I also predict—and I hate myself for saying this—a wave of people wanting to connect a mouse to their tablets!

I foresee more things being monitored and managed from the z/OS partition. I’m talking about Linux boxes that aren’t attached to a mainframe in any way, as well as zEnterprise 114 blades (both POWER and x86). And let’s not stop at Linux, I bet AIX boxes, IBM i, and just perhaps Windows servers will also be able to be managed from z/OS no matter where they are. As long as they have an IP address, they can be managed.

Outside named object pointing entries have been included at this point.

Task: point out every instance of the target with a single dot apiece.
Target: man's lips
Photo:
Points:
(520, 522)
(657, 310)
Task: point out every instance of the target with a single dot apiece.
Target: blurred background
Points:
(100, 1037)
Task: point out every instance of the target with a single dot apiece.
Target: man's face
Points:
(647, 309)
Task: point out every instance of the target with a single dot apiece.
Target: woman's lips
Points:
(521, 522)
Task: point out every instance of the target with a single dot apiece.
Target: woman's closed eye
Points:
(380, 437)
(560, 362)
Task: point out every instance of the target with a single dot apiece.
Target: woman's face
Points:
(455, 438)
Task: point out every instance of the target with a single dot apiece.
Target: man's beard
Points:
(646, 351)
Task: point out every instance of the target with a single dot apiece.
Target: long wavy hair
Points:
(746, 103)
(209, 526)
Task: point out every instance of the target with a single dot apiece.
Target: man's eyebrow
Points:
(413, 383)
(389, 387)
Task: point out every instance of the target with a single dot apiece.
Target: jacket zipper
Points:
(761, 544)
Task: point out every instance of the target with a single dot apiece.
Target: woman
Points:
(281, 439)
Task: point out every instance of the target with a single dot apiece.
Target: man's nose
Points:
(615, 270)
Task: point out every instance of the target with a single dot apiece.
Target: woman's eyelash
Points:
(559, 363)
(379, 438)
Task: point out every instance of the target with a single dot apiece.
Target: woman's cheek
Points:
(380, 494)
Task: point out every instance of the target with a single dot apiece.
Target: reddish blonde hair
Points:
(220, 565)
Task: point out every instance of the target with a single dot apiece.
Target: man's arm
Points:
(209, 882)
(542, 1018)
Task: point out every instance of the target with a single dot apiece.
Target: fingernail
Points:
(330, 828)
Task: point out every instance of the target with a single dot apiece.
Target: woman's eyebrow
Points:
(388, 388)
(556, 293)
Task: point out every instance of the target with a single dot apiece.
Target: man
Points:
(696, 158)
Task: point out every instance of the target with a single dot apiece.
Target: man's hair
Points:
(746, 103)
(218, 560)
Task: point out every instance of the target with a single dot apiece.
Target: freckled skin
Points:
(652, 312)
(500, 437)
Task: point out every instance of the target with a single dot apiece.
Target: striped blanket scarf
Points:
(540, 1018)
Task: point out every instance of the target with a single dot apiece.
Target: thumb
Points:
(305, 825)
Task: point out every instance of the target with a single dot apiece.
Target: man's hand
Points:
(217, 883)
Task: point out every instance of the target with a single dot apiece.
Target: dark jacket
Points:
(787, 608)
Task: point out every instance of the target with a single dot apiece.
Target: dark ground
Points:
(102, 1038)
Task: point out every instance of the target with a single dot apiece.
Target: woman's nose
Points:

And my crystal ball gazing encourages me that there will be more start-up companies trying to get a small part of the new business ecological niches that these changes will create. And in the medium term, many of these will merge or be swallowed up by larger organizations, but perhaps one of them will grow to become tomorrow’s giant.

Mainframe software will continue to grow more user-friendly and Windows-like. There will be much friendlier user interfaces on more mainframe products. Maybe even a little bit of ‘gamification’ being introduced. And on tablets and phones, we’ll see much more augmented reality in so many different environments.

I think it will be a technologically interesting year. We’ll see Windows tablets available toward the end of 2012 and a need to connect them securely to the rest of the data. I also think we will say goodbye to a few companies that aren’t able to keep their heads above water in these continuingly difficult times.

Obviously, like in Mission Impossible, my predictions will self-destruct before this time next year so no one can see how many came true and how many were completely wide of the mark!

Happy New Year!

Trevor Eddolls is CEO at iTech-Ed Ltd., an IT consultancy. For many years, he was the editorial director for Xephon’s Update publications and is now contributing editor to the Arcati Mainframe Yearbook. Eddolls has written three specialist IT books, and has had numerous technical articles published. He currently chairs the Virtual IMS and Virtual CICS user groups.